Quite a few industry surveys were conducted for microservice architecture. Di Francesco et al. (2018) performed an empirical study on migration practices toward the adoption of microservices in industry. Haselböck et al. (2018) investigated the importance of different areas of microservice design. Ten microservice experts were interviewed to understand the importance and relevance of the microservices design areas. Justus et al. (Bogner et al. 2019) contributed a qualitative study with insights into industry adoption and implementation of microservices by analyzing 14 service-based systems during 17 interviews. Zhang et al. (2019) carried out a series of industrial interviews with 13 different types of companies to investigate the gap between the ideal visions and real industrial practices along with the benefits of microservices from the industrial experiences. Zhou et al. (2021) conducted an industry survey on microservices, reporting on the visualization practices of distributed tracing in the industry. The preceding previous research comprehensively investigated the practice of microservice systems in the industry but did not discuss distributed tracing in depth. Our research comprehensively introduces the practices and applications of distributed tracing in industrial microservice systems in detail, and summarizes the existing challenges and problems. There were some surveys for studying logging practices for large systems, e.g., Yuan et al. (2012). To the best of our knowledge, our research is the very first empirical study on distributed tracing.

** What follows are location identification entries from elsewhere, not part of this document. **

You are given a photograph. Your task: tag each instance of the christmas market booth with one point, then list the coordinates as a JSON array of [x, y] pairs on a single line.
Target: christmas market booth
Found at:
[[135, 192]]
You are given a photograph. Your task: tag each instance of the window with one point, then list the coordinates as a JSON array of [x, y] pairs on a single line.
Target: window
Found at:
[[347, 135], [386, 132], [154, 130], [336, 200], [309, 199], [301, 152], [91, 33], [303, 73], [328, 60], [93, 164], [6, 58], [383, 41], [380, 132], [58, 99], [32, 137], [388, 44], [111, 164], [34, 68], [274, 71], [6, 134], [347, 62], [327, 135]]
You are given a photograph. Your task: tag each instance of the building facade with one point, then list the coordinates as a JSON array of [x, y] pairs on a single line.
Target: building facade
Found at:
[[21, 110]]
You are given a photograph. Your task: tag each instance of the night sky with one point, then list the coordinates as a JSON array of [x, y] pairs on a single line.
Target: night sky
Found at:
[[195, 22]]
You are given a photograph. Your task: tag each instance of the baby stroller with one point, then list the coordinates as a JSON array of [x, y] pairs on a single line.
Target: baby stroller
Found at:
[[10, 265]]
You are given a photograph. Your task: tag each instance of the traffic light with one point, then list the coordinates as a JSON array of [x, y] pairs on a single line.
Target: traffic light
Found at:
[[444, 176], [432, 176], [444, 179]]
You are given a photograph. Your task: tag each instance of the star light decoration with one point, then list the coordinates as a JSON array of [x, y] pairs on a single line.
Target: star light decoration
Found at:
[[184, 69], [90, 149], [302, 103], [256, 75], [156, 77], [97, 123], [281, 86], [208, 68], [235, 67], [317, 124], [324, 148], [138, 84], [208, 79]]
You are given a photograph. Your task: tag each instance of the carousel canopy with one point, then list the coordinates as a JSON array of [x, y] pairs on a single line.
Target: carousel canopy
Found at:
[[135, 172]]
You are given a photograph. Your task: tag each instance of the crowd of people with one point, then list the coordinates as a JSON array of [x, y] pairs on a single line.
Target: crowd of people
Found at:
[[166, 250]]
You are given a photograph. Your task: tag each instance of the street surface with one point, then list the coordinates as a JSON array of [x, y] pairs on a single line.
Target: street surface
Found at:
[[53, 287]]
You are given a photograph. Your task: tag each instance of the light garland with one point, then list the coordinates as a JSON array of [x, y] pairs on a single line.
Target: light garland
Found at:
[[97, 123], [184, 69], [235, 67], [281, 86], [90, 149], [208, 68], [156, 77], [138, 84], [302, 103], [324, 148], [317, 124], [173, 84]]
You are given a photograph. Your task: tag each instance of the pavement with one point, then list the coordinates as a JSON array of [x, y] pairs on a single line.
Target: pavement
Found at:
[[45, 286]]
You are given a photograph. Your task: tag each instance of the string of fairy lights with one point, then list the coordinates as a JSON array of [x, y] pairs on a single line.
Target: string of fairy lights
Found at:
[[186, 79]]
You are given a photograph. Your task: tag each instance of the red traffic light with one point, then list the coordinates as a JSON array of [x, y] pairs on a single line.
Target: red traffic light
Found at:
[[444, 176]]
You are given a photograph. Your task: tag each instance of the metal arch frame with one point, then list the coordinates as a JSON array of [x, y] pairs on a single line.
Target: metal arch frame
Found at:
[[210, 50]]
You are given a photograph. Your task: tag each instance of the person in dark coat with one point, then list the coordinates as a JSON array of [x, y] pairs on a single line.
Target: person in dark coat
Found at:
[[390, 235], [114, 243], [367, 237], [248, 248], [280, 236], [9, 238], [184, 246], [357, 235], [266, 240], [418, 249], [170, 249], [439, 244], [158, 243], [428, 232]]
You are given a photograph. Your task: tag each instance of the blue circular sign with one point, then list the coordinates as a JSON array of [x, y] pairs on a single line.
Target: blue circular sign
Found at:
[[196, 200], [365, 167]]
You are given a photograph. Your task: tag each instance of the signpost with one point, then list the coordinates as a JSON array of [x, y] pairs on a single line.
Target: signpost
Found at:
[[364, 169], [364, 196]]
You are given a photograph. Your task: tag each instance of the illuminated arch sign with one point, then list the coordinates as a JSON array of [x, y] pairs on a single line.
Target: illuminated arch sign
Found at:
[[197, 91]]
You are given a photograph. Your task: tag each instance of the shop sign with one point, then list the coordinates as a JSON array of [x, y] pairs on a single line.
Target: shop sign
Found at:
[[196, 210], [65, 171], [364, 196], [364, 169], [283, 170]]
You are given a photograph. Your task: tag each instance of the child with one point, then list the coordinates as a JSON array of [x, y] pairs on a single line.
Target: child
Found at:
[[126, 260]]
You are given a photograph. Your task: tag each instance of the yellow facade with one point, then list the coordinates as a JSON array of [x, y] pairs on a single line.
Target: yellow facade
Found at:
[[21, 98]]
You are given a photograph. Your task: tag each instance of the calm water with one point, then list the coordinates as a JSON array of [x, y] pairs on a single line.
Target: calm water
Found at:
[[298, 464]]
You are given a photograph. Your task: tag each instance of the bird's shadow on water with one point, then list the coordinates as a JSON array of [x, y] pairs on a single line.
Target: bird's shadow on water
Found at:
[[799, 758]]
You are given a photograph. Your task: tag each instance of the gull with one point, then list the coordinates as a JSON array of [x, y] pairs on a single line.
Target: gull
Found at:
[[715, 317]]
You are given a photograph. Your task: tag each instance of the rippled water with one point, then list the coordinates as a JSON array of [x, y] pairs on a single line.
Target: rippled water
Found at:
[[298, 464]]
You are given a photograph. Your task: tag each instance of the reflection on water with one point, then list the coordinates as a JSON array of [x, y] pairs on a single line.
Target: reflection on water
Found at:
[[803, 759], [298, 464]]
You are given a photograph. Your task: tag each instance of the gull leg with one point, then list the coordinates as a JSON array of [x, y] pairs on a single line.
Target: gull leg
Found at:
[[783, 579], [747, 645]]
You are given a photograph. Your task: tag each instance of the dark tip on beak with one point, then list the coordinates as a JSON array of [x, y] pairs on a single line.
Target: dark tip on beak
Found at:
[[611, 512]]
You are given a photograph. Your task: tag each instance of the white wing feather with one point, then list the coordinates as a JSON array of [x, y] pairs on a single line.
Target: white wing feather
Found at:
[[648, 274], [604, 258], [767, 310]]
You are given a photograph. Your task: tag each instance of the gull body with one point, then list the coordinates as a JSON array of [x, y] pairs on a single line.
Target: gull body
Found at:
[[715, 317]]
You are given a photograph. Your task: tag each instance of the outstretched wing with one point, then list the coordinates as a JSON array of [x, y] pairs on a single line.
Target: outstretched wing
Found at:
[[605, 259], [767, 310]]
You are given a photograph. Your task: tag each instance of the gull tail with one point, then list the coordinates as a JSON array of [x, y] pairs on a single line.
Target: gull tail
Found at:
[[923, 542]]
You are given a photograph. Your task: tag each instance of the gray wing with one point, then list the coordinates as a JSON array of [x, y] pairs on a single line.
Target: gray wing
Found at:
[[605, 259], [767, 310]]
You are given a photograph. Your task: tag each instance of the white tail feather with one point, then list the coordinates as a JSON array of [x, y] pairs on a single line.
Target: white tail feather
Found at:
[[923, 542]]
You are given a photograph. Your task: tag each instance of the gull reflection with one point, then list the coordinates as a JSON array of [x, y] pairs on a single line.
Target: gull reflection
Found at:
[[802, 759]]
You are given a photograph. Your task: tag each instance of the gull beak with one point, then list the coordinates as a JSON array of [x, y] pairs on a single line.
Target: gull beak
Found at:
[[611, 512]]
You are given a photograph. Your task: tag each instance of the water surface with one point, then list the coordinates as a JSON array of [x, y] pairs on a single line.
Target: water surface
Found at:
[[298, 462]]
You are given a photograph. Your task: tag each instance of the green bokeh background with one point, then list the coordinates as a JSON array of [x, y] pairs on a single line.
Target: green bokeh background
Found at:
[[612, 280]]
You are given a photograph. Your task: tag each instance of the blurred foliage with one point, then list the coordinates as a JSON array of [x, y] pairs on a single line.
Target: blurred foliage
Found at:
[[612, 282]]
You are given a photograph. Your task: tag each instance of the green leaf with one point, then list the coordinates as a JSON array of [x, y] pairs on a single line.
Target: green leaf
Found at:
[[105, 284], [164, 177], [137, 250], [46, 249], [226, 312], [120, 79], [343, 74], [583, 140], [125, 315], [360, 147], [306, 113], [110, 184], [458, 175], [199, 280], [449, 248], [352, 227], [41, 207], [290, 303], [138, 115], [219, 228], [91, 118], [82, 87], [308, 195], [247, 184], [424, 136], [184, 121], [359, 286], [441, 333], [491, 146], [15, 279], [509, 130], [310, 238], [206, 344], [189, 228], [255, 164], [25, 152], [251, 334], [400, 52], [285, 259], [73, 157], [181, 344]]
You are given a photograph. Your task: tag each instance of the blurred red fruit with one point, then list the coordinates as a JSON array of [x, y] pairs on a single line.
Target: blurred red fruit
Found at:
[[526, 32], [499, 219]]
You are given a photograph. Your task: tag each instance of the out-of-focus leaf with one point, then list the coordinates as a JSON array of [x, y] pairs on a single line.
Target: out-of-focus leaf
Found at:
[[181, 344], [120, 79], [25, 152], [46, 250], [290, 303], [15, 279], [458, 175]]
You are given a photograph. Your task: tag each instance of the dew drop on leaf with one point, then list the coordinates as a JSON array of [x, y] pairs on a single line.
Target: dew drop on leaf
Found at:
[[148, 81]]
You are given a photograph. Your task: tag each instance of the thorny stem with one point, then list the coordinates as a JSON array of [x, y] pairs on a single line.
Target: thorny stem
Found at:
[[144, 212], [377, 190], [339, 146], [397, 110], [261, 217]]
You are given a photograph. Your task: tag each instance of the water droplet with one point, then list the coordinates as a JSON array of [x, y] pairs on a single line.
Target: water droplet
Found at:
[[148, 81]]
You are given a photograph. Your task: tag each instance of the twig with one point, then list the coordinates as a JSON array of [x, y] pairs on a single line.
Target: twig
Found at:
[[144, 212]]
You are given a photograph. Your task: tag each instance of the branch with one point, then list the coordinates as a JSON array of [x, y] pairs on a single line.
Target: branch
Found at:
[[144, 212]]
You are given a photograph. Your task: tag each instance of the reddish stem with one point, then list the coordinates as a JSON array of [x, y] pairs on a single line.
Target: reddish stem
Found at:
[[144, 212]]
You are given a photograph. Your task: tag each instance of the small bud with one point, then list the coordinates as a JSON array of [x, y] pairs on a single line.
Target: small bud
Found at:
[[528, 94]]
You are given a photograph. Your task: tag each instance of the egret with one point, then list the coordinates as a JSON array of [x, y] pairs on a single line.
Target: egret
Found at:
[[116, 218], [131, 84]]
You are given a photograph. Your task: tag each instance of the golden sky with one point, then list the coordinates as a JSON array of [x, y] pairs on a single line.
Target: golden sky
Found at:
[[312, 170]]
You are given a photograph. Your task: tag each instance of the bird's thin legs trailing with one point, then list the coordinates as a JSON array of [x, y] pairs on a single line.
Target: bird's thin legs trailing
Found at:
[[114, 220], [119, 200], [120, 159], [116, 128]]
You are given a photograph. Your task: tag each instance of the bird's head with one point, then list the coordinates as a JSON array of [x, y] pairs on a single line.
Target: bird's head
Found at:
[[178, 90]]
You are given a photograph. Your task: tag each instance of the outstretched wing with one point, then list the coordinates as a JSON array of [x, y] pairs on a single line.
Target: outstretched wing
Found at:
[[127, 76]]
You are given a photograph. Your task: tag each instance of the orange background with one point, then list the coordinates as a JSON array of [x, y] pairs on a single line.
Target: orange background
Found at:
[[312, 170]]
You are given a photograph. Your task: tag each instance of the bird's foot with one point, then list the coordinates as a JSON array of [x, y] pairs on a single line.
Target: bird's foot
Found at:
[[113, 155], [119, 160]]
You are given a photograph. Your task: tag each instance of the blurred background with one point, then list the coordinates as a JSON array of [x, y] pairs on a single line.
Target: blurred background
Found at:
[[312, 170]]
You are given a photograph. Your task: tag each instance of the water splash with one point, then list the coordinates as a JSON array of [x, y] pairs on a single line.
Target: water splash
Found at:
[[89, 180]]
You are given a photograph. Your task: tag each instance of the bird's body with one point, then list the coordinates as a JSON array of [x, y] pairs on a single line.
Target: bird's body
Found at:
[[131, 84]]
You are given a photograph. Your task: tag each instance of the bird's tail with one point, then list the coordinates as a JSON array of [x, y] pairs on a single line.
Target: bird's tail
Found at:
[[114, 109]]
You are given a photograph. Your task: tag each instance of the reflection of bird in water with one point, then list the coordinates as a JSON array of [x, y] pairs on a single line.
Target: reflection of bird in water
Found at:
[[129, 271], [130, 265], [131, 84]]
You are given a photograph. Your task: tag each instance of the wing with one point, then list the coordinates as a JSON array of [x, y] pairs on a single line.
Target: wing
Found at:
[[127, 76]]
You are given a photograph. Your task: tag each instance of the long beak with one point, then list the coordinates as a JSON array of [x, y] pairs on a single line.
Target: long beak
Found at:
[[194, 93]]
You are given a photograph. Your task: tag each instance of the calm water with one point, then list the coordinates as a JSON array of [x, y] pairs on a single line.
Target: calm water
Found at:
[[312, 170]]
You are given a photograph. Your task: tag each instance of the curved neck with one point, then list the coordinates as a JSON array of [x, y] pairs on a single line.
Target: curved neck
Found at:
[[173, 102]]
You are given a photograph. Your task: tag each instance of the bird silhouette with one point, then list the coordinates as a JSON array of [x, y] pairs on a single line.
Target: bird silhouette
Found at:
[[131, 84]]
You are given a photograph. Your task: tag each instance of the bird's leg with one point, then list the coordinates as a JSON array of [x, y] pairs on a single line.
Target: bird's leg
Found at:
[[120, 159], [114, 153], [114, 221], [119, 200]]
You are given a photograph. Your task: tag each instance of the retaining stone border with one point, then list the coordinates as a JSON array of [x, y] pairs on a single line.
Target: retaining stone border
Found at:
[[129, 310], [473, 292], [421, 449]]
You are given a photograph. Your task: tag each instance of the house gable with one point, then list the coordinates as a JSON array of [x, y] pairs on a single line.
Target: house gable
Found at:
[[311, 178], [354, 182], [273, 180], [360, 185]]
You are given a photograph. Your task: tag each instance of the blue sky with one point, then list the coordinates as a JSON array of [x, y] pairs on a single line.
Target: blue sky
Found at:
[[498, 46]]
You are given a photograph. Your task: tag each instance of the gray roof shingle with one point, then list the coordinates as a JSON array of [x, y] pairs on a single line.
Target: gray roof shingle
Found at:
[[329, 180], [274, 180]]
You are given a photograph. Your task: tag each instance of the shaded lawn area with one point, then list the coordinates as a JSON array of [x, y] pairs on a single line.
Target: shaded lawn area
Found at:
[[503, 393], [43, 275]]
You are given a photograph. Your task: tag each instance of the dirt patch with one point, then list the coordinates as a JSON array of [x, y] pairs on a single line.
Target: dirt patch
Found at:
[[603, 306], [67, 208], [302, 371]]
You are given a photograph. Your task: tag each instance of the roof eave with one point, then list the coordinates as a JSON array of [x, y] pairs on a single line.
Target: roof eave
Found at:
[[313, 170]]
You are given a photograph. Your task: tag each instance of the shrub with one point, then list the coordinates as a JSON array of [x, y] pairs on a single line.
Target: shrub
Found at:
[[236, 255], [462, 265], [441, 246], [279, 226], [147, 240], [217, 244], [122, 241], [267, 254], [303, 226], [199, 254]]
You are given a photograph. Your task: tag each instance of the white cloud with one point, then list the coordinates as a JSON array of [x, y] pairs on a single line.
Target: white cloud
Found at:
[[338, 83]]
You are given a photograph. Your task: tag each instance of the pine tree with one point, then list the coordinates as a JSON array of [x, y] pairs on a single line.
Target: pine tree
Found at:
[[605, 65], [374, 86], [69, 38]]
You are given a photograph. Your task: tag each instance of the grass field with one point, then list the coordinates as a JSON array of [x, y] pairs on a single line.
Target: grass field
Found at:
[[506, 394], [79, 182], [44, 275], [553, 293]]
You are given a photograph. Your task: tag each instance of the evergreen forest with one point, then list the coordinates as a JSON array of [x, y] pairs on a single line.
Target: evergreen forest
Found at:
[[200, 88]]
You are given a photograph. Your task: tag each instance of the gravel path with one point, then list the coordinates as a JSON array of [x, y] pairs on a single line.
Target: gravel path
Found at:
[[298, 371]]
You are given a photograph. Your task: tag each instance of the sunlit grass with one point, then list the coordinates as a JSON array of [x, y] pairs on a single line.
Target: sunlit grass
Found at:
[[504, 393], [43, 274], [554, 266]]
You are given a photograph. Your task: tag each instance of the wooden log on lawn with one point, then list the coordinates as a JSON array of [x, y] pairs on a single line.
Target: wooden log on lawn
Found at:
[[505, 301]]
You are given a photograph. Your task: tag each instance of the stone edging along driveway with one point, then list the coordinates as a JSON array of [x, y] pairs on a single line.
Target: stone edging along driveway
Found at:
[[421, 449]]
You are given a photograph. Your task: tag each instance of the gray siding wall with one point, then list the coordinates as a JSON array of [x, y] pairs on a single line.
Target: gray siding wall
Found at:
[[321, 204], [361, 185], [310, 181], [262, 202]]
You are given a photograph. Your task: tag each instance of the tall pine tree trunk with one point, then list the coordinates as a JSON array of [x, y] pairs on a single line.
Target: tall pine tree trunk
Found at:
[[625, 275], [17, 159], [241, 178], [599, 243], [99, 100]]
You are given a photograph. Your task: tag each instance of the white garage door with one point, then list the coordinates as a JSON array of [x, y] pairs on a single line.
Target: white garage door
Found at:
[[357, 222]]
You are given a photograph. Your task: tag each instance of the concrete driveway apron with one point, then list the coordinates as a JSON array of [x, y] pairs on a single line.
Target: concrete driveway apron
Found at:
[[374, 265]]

Dynamic tracing is also used in the analysis of a single monolithic system. Previous related research (Chen et al. 2017; Taibi and Systä 2019) used dynamic tracing to collect and mine the execution processes of a single monolithic system to help the decisions of microservice decomposition and migration.

7 Conclusion

In this article, we have presented an industrial survey on microservice tracing and analysis through interviewing developers and operation engineers of microservice systems from ten companies. Our survey indicates that distributed tracing and analysis has been an important part of the infrastructure for industrial microservice systems, commonly equipped with a tracing and analysis pipeline (which includes logging, collection, preprocessing, storage, and analysis). However, the implementations of the pipeline in different companies differ in its architecture and constituent components. Large companies tend to develop and maintain their own distributed tracing systems, while small companies often choose to use the all-in-one solutions provided by open-source projects. The implementations reflect the considerations of legacy services and the tradeoffs between a series of concerns.

Our survey also indicates that microservice tracing and analysis is a new big data problem for software engineering, and its practices breed new challenges and opportunities, including adaptive log sampling, data fusion for trace analysis, more intelligent trace analysis, and business intelligence by trace analysis. In particular, most companies have established practices of preliminary trace analysis, but the application of intelligent analysis techniques is still in its infancy. The quality of the trace data, the lack of trace data annotation, and the ever-changing nature of microservice architecture are the main difficulties.

In future work, we plan to adapt traditional software engineering techniques such as program analysis, reverse engineering, and debugging to facilitate microservice tracing and analysis.